Further, and importantly, because the priority of TBC, understood as indicated above, is most of the time integrated into a novel doctrine of God, those who are deeply committed to TBC (as are many bishops) see this commitment as given to them personally by God and they, as his apostles and prophets, have to teach and commend it. (Note here that the doctrine of God can be any which sees God as Deity in a relation of evolution, development, and change to and with the cosmos—e.g., panentheism and/or process theology. So the new prophets see themselves as together with God in the mission of God as agents of change (for the better) in the universe and in the church.

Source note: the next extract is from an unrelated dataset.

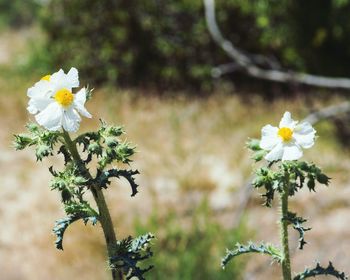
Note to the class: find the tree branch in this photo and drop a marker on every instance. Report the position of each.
(249, 65)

Eschatology for them is the realization of the millennial goals and the exercise by each and every person of his or her rights.

The point to be made here forcefully is that anyone, who has a novel doctrine of God (rejecting classical Trinitarian Theism and embracing a God who is tied to the cosmos eternally), and who is also committed to TBC is bound by conscience to support the momentum of innovation and change that is occurring in western Christendom and specifically in The Episcopal Church. And the full rights of homosexual, lesbian and bi-sexual persons is but one part—howbeit right now a focal part—of the general commitment.

Conclusion

Thus the position of the liberal progressives of The Episcopal Church, led by the competent lady Presiding Bishop, is a deeply religious and moral one, with implications in many directions. However, it is not in any way at all the traditional Christian Religion & Morality, known from Scripture and Tradition. That it is not so, does not mean that these people do not want to be in close touch with traditional Churches and peoples. Since they see themselves as prophets of the new order they need people to whom they can prophesy!